A few habits that make a real difference:
Never share a blank CNIC photocopy. If a shop, office, or service requires a copy, write the purpose and date on it before handing it over. This makes it harder to reuse for SIM registration or other fraud.
Check your SIM count on 668 every three months. This is the most direct way to catch unauthorized registrations early. Set a reminder if needed.
Do not post your primary mobile number in public online spaces. Numbers posted on Facebook groups, OLX, or public WhatsApp groups get harvested for spam and scam call lists faster than most people realize.
Enable two-factor authentication on WhatsApp and all banking apps. If your SIM is somehow compromised, 2FA adds another barrier before someone can access your accounts.
Register your SIM personally at a franchise, not through a street reseller. The biometric verification at an official franchise is done properly. Street resellers have more opportunity — and more incentive — to cut corners.

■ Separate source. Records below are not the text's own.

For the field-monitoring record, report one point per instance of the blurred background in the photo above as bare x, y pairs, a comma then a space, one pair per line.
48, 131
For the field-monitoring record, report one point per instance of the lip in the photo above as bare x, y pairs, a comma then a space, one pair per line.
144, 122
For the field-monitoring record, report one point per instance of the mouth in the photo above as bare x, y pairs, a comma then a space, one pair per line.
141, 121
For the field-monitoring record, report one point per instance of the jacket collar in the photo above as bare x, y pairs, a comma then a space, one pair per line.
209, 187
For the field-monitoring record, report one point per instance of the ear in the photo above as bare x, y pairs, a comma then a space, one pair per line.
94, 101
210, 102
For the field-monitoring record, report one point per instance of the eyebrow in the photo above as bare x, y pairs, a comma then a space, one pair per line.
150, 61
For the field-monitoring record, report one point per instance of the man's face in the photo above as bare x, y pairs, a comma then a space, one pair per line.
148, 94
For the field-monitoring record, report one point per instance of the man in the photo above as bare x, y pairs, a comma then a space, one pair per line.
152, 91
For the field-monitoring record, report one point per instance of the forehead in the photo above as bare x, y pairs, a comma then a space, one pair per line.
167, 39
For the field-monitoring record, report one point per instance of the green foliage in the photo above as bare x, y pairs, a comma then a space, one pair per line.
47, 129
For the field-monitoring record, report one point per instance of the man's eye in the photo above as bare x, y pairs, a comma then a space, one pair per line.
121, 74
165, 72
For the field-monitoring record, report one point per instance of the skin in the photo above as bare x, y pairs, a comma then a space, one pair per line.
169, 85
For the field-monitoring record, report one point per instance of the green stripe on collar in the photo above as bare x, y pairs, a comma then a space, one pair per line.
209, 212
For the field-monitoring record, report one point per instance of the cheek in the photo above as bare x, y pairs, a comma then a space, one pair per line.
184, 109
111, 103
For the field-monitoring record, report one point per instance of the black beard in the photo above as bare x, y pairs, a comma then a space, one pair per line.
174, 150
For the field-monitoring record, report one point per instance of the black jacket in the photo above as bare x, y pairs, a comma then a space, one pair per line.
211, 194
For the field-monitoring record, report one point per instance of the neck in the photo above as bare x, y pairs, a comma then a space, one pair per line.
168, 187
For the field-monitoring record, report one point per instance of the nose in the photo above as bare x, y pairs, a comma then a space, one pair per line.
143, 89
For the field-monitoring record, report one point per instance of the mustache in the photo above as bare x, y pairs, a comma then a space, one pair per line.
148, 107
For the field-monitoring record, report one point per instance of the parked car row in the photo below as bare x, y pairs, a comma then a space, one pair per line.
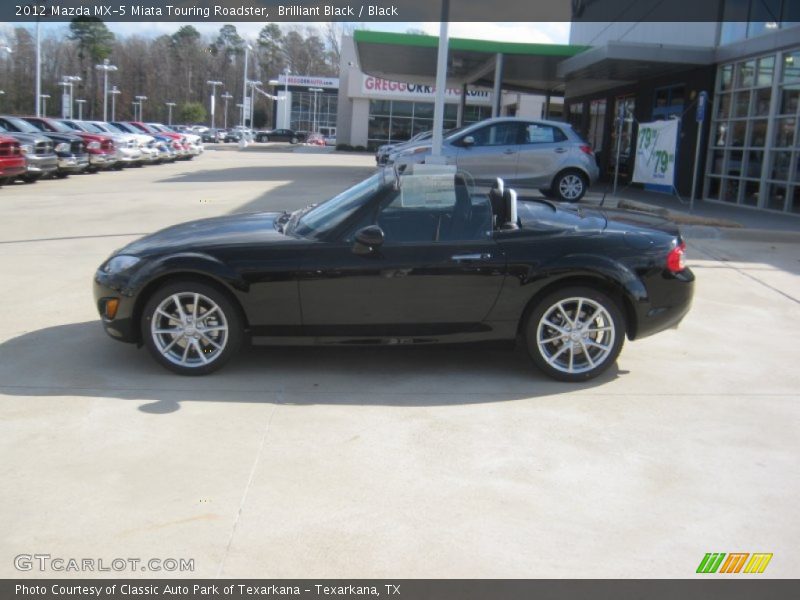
36, 147
546, 155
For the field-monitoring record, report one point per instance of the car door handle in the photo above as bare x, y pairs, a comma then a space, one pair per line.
470, 257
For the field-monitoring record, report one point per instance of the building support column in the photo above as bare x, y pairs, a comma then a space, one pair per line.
462, 105
497, 99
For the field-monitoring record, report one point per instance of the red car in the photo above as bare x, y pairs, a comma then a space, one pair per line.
12, 161
101, 149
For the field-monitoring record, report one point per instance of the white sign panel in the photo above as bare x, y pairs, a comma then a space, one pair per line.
309, 80
375, 87
655, 152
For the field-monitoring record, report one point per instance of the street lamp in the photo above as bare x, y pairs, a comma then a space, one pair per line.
67, 82
315, 91
286, 73
247, 49
169, 108
114, 91
213, 85
226, 96
141, 100
253, 85
105, 68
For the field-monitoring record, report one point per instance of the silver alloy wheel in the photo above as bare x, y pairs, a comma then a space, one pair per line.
575, 335
189, 329
571, 186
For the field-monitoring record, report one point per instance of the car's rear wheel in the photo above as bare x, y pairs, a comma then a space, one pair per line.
575, 333
570, 186
191, 328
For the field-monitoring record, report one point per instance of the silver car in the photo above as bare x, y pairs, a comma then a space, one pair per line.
547, 155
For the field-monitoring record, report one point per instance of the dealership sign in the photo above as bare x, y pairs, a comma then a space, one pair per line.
309, 80
375, 86
655, 152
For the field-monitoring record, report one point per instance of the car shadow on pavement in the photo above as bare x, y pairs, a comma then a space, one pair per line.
80, 360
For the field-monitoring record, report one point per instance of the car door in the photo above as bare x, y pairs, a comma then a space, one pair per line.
493, 151
543, 150
437, 272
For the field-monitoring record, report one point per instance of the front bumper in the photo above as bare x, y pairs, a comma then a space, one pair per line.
122, 327
40, 165
102, 160
73, 163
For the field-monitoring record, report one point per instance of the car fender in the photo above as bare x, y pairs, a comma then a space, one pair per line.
189, 263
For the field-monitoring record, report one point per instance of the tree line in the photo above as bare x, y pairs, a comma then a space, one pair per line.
167, 68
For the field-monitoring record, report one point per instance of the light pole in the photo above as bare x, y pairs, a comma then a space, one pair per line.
141, 100
315, 91
213, 100
247, 49
44, 98
169, 108
68, 82
105, 68
114, 91
253, 85
226, 96
286, 122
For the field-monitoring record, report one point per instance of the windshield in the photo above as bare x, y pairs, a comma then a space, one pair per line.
335, 211
22, 126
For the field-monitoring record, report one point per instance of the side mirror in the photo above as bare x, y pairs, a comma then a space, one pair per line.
368, 239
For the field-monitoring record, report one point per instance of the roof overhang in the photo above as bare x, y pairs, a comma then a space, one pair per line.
621, 63
412, 58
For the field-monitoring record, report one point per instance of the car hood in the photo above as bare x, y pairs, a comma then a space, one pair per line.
197, 236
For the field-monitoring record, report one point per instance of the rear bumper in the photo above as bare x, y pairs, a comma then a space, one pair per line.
73, 163
674, 293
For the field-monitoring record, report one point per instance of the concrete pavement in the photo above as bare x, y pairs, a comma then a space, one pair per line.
395, 462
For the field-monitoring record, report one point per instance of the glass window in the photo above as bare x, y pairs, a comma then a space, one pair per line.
766, 67
784, 133
500, 134
758, 134
791, 67
789, 100
536, 133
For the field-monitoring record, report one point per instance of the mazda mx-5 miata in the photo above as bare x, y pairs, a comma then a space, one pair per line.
412, 259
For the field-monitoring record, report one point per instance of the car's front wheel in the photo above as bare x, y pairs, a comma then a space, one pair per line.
191, 328
575, 333
570, 186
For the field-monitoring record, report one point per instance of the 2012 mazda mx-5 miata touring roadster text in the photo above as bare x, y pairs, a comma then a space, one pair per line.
412, 259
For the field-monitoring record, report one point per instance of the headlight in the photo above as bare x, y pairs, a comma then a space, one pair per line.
120, 263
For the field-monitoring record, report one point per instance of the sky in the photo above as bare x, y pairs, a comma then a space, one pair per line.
545, 33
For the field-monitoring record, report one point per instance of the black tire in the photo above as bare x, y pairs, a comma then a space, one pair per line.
573, 354
184, 354
570, 186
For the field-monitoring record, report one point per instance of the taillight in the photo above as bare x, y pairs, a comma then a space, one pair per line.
675, 258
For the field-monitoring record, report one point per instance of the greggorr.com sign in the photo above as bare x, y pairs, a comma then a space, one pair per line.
375, 86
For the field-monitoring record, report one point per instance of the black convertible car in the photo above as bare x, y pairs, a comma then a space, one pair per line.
414, 259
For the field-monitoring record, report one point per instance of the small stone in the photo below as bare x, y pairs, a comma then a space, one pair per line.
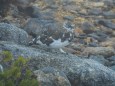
95, 11
88, 27
109, 14
107, 23
69, 17
99, 58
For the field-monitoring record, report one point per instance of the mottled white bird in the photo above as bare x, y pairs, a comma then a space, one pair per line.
56, 38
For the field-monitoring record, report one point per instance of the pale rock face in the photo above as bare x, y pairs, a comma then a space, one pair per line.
59, 44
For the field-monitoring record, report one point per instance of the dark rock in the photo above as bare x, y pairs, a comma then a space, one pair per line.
23, 3
107, 23
1, 68
99, 59
79, 71
100, 36
109, 14
110, 42
88, 27
51, 77
113, 67
69, 17
104, 51
112, 58
33, 11
95, 11
12, 33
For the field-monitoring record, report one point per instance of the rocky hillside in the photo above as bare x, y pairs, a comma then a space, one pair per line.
90, 58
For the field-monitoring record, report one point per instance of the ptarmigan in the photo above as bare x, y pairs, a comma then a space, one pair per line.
56, 38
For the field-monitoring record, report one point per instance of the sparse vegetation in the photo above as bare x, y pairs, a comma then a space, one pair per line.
16, 71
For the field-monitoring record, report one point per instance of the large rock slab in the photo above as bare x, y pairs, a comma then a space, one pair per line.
9, 32
80, 72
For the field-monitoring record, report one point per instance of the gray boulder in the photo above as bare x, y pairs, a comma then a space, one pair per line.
79, 71
9, 32
34, 26
51, 77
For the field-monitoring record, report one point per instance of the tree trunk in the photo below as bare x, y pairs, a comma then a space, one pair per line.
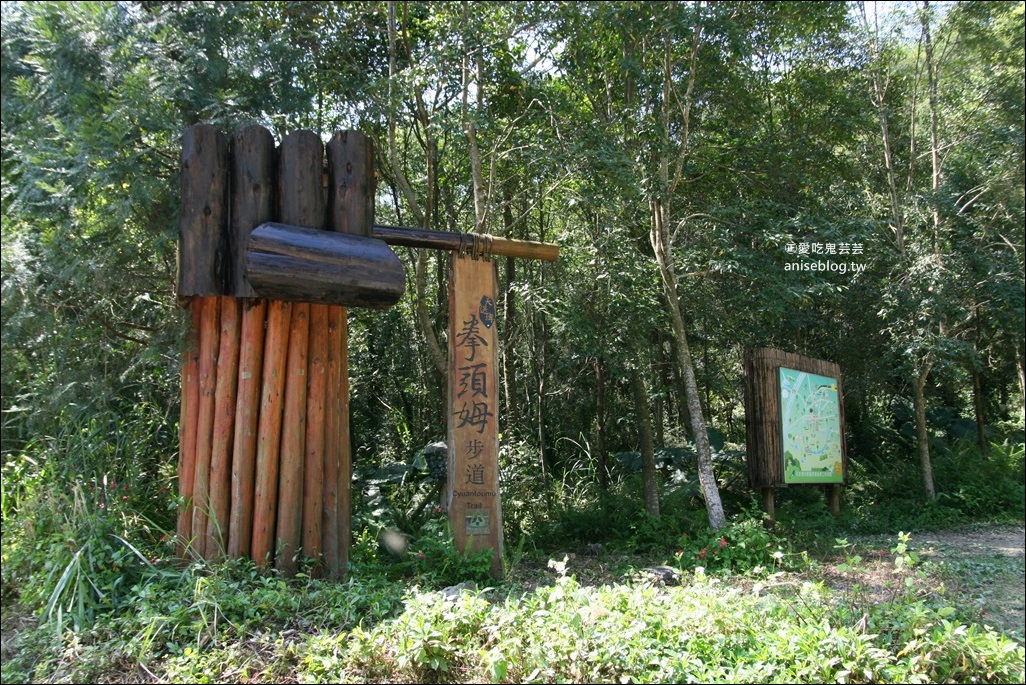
981, 424
599, 448
922, 435
1021, 367
645, 439
661, 243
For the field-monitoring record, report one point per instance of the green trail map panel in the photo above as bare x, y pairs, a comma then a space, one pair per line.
811, 416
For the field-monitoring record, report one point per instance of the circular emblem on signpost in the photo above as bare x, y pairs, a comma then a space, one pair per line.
487, 311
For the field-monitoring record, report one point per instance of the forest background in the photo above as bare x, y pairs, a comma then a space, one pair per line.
706, 169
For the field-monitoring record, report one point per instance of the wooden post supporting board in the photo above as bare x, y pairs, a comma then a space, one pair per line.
473, 433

If you lose your CNIC, report it to NADRA immediately. NADRA can flag the CNIC as lost or stolen, which does not prevent all misuse but does create a record and may trigger extra scrutiny at telecom retailers.
Final Thoughts
SIM and CNIC details in Pakistan are connected at the registration level — every legitimate SIM points back to a CNIC. That connection is what makes both the official PTA check and reverse phone lookup tools useful.
The 668 check monitors your own CNIC. DB Center handles the other direction — any number, any time, from a database of over 150 million entries. Between the two, you have a practical toolkit for catching unauthorized SIM registrations, verifying unknown callers, and protecting yourself from the kinds of mobile fraud that are increasingly common in Pakistan.
Neither tool requires technical knowledge. Neither requires visiting an office or waiting days for a response. Both are accessible from a basic smartphone.
In 2026, with mobile fraud more sophisticated and more common than it was even two years ago, taking sixty seconds to verify before trusting is not an overreaction. It is just how things need to work now.